Die Initiative Deutsche Zahlungssysteme e.V. (IDZ) hat eine Fallstudie zu E-Ladesäulen in Europa erstellen lassen. Diese kommt zu dem Schluss, dass in mehr als 9 von 10 Fällen an einer Ladesäule ein Bezahlen mit Debit- oder Kreditkarte nicht möglich ist. Das Aufladen eines Stromers erfordert also in den meisten Fällen ein geschlossenes Bezahlsystem. Dazu gehören unter anderem Ladekarten, Apps oder Webseiten, oftmals mit vorheriger Registrierung. Das spontane Aufladen ist damit in vielen europäischen Ländern nicht gerade nutzerfreundlich.
Im Rahmen der Studie habe man 30.000 öffentliche Ladesäulen in zwölf europäischen Ländern, darunter Deutschland, Niederlande, Italien, Frankreich, Österreich, Schweden, Portugal, Spanien, Polen, Slowenien, Tschechien sowie Griechenland unter die Lupe genommen. Insgesamt 61 Ladesäulenbetreiber habe man untersucht, darunter sowohl Angebote im städtischen als auch im ländlichen Umfeld.

Bei 55 der Ladesäulenbetreiber kam man zu der Erkenntnis, dass diese lediglich auf betreibereigene Ladekarten etc. setzen. Mit 59 Anbietern setzen die meisten Betreiber tatsächlich auf die Ladekarte, teils aber in Kooperation mit einem Roaming-Partner. Nur knapp 32 Anbieter statten ihre Ladesäulen darüber hinaus mit QR-Codes zur Zahlung per Smartphone aus. Hier ist unter anderem durch ein Überkleben des Codes die Gefahr eines Betrugs da. Auf eine Lade-App setzen 50 der Betreiber.

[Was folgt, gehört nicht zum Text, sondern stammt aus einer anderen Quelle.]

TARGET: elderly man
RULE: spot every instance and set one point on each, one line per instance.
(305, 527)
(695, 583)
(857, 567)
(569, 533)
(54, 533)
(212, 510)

Auch hier allerdings nicht niederschwellig, da oftmals eine Registrierung bzw. ein Login sowie eine Internetverbindung vorausgesetzt werden
In den Fällen, in denen man das Bezahlen des Ladevorgangs mit Debit- oder auch Kreditkarte erlaubte, waren die Ladekosten (pro Kilowatt-Stunde) deutlich höher, als mit der betreibereigenen Ladekarte. Lediglich an sechs E-Ladesäulen, darunter nur eine in Deutschland, war demnach eine Bezahlung per Debit- oder Kreditkarte, sowohl kontaktlos als auch durch Einstecken der Karte, möglich.
Die IDZ setzt sich für eine einfachere Handhabung beim Bezahlen an den E-Ladesäulen ein. Verbraucherfreundlich, einheitlich und verständlich soll es sein. Sonst sei eine verlässliche Ladeinfrastruktur ohne große Bemühungen nicht gegeben. In Deutschland sollte sich da auch was tun: Im vergangenen Herbst hatte der Bundesrat einer geänderten Ladesäulenverordnung zugestimmt. Diese setzt zumindest ab 1. Juli 2023 ein einheitliches System zur Kartenzahlung voraus. Allerdings nur für neu errichtete Ladepunkte. Bezahlen mit Debit- und Kreditkarte, auch mittels Google Pay oder Apple Pay, sollte dann an Ladesäulen kein Problem mehr sein.